Eri-TV is the sole domestic television broadcaster in Eritrea by law. The network broadcasts in four languages, namely Tigrinya, Arabic, Tigre, and English. Eri-TV recognizes Eritrean Minority Culture and has largely adopted an equal time share between each of the country's spoken languages. Eri-TV is governed and funded by the Eritrean Ministry of Information.

==History==
Before the independence of Eritrea, Ethiopia's ETV had planned to build a transmitter in Asmara with a tentative opening date scheduled for December 1976, on VHF channel 5 with an ERP of 1kW. During that time, the United States Armed Forces operated a low-powered station in the city that transmit daily to local viewers. After the referendum that led to its independence, Eri-TV was created in January 1993, with the help of Canadian technicians. The station broadcast with a 1kW transmitter barely covering the capital city. Later in 2003, the station upgraded its transmitter to 5kW and relay stations of Eri-TV were launched in key areas, extending its broadcasts in most parts of the country, although its mountainous terrain prevented it from broadcasting throughout all of Eritrea. Satellite broadcasts and internet streaming started in the same year to cater to the Eritrean diaspora. Eri-TV began digital broadcasting in 2004.

== Channel ==
=== Eri-TV 1 ===
Eri-TV 1 broadcasts internationally via satellite along with its sister radio station, Dimtsi Hafash. Broadcasts on the channel are typically either news, music videos or dramas. It also airs both domestic and international films.

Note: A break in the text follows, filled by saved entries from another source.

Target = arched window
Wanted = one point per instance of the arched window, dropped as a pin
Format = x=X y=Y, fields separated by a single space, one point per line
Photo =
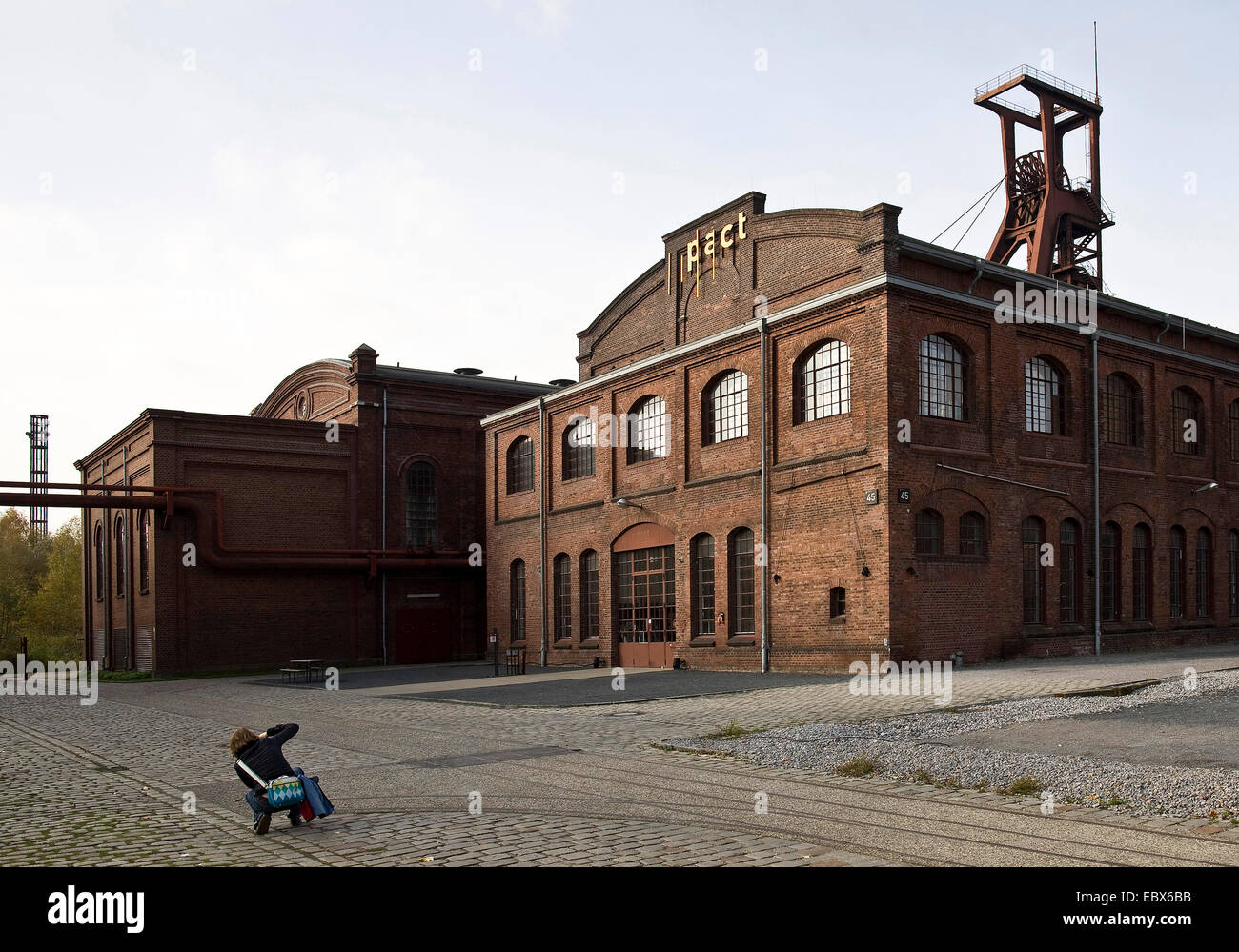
x=517 y=600
x=702 y=585
x=119 y=558
x=928 y=533
x=1141 y=572
x=1122 y=411
x=838 y=602
x=562 y=590
x=99 y=583
x=971 y=535
x=647 y=431
x=579 y=448
x=420 y=506
x=1233 y=569
x=144 y=551
x=943 y=379
x=1032 y=537
x=725 y=411
x=1203 y=573
x=1044 y=398
x=520 y=465
x=1177 y=571
x=823 y=382
x=1188 y=421
x=589 y=594
x=741 y=573
x=1111 y=544
x=1069 y=572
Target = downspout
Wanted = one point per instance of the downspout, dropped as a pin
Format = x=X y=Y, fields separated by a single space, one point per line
x=107 y=569
x=383 y=528
x=541 y=518
x=87 y=600
x=766 y=572
x=1097 y=514
x=129 y=561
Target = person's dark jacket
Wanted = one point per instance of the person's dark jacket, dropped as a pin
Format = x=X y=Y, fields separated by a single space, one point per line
x=264 y=755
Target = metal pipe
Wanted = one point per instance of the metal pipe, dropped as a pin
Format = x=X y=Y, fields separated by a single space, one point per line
x=541 y=516
x=766 y=572
x=129 y=563
x=1097 y=512
x=383 y=530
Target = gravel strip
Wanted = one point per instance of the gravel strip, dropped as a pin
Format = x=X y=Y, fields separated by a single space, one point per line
x=904 y=750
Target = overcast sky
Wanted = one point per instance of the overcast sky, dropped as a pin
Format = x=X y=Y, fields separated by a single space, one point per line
x=198 y=197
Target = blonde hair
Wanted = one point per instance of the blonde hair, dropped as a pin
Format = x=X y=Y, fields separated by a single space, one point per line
x=240 y=738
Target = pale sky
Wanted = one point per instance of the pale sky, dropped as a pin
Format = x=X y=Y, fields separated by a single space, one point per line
x=198 y=197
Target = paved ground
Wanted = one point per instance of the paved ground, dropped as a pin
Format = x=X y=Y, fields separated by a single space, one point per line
x=111 y=783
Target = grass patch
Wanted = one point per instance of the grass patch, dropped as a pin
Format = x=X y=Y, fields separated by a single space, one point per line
x=1024 y=786
x=859 y=766
x=732 y=732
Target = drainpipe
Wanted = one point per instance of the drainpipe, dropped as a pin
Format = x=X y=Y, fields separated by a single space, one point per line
x=1097 y=512
x=129 y=561
x=766 y=568
x=383 y=530
x=541 y=516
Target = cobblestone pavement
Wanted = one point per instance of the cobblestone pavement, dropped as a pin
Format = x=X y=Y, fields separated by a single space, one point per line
x=112 y=783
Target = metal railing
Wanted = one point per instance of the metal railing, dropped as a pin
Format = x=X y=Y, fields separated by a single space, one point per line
x=1040 y=75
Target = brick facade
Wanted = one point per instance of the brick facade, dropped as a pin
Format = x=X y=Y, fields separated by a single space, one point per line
x=804 y=276
x=289 y=490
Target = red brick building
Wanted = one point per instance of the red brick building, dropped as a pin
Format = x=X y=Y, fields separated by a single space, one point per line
x=804 y=435
x=334 y=522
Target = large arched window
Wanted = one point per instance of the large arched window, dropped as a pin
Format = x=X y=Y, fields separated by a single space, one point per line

The station broadcasts mostly in Tigrinya, Arabic, Tigre and English. It also airs a few programs in Italian, Amharic and Somali

=== Eri-TV 2 ===
Eri-TV 2 is the second television channel in Eritrea. It broadcasts only for domestic viewers. it provides mostly educational content. This includes English, mathematics and science programs.

=== Eri-TV 3 ===
Eri-TV 3 is the third channel in Eritrea. It broadcasts national and international sports news.

== Leadership ==
Following the Eritrean War of Independence, Seyoum Tsehaye, Eritrean People's Liberation Front (EPLF) member and war journalist became the first head of Eri-TV. He was arrested in 2001 after publishing a statement in favour of democracy.